Angela,
I’m doing very much the same thing resurrecting ancient DVDs and tape. I have found that doing the upscaling in steps does give a better result. And, the first thing you will need to do is get your source truly deinterlaced. Next pass, you can work on taking out noise. Please be careful not to overdo that step because you can remove detail, too. BTW: Initially every old, low-res image is different, at least until the clean-up phase is completed.
After you have a clean, progressive (hopefully lossless) 100% image, you can start enlarging in small increments. Initially, don’t push the sharpen/detail settings too hard.
A few runs and some trial and error are necessary experience to get the hang of it.
17 Seconds for 22 minutes is awfully slow, although you may have to check your job settings and look for possible bottlenecks (constrictions) in your system.
Are you using the Nvidia-specific codecs to render with? Depending on your enhancement and upscaling settings the frame rate will vary. Typically, you should be able to get a frame rate between 5-18 fps. - Some operations can happen much faster than real-time…
If you can send up a brief description of what you’re trying to do and some input and desired output information that might be helpful so we can help.
Let us begin with the foundation, the old V2.6 and even the V3.x are not even build with the M1 CPU FULLY addressed.

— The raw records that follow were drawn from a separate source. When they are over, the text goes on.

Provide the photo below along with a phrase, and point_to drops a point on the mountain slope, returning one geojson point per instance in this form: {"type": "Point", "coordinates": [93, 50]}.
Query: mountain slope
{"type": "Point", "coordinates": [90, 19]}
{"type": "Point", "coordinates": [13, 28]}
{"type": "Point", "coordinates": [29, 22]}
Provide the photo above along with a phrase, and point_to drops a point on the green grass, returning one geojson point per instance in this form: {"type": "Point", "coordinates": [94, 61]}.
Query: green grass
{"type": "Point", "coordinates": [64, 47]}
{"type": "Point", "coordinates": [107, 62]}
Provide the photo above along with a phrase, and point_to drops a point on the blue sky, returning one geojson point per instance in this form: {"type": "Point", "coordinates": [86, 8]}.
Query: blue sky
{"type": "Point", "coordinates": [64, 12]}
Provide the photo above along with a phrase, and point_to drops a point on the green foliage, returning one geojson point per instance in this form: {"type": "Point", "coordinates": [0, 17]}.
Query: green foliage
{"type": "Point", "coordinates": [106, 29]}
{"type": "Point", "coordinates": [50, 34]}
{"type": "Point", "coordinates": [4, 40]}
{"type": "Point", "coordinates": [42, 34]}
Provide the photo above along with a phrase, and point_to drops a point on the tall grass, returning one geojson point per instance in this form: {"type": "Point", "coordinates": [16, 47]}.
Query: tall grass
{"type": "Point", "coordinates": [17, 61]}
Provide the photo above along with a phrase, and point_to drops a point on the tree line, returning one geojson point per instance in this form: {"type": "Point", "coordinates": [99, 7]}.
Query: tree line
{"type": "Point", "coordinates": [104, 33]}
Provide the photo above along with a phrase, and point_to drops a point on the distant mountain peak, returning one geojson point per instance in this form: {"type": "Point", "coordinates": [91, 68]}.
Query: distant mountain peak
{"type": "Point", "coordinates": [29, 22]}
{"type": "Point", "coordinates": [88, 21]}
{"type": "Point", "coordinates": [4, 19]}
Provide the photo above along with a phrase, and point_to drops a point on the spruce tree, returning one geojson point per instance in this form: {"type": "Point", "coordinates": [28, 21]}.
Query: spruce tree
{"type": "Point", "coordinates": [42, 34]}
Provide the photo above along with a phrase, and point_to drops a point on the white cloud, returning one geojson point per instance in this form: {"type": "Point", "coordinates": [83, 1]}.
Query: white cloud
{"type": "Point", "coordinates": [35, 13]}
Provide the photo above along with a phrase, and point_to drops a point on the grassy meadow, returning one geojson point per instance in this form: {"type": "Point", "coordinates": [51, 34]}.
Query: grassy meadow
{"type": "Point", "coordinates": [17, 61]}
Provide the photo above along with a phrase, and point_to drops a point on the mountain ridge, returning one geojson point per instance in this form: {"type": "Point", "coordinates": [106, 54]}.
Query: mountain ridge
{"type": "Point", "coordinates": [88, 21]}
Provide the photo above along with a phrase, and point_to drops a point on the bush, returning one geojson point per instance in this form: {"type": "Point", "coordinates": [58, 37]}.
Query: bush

I have this info from good authority that if using a Mac M1/PRO/Max and even Ultra the speed is almost the same…so on the foundation level if you’re using a MAC system, forget about speed enhancing.Even running on the M2 the speed improvement is almost zero.
The same goes for the PC market, as you mention, even a 4090 (price!) will not make big shifts on deliverables.
So many companies make ‘enhancements’ and adding ‘features’ without looking at the BASE in their code.
And as it goes …after adding more and more features…THEN (after client feedback) they look how to ‘improve’ their application.
NO! STOP!
These kind of heavy calculations applications (see Davinci Resolve who by the way, FULLY supports all M1/PRO/MAX/ULTRA & M2 cpu’s AND Nvidia high end cards) demands heavy duty from these components.
I fear from what I read in all the beta users that Topaz is busy ‘tuning up’ the too fast delivered production version on V3.x.that’s good but not on the foundation level.
So if are where you, wait on investing a lot of money on 4090 until they find a way to fully optimise their application code for the components that can be fully addressed to high demand tasks.
This is my view of course, I hope it finds a way to the dev teams to re-allign their focus on this product.
The potential is there, the goodwill also, so come on dev teams, surprise us with a good performant application :-
Thanks! One thing I have noticed is when exporting/previewing an avi file, even with a 60fps setting, the result doesn’t look as smooth as an mp4 of the same video. Yet the avi detail looks far better. Maybe this issue is individually variable?
I’ll try out your tips. Thanks again.
Do you use a utility called MediaInfo to view your files? The difference you’re seeing could have to do with the bitrate, whether it’s interlaced or progressive or some mix of the two. (And yes, there really is such a thing as progressive, interlaced video.)
If you have video in files copied from tape or DVD, what is the MediaInfo on them? Their original state will dictate what you must to first to prepare them for enhancement.
So just having that installed, speeds things up? Seems odd that it would do anything… unless ffmpeg is just silently trying to use it and than doing work-arounds when it doesn’t find it.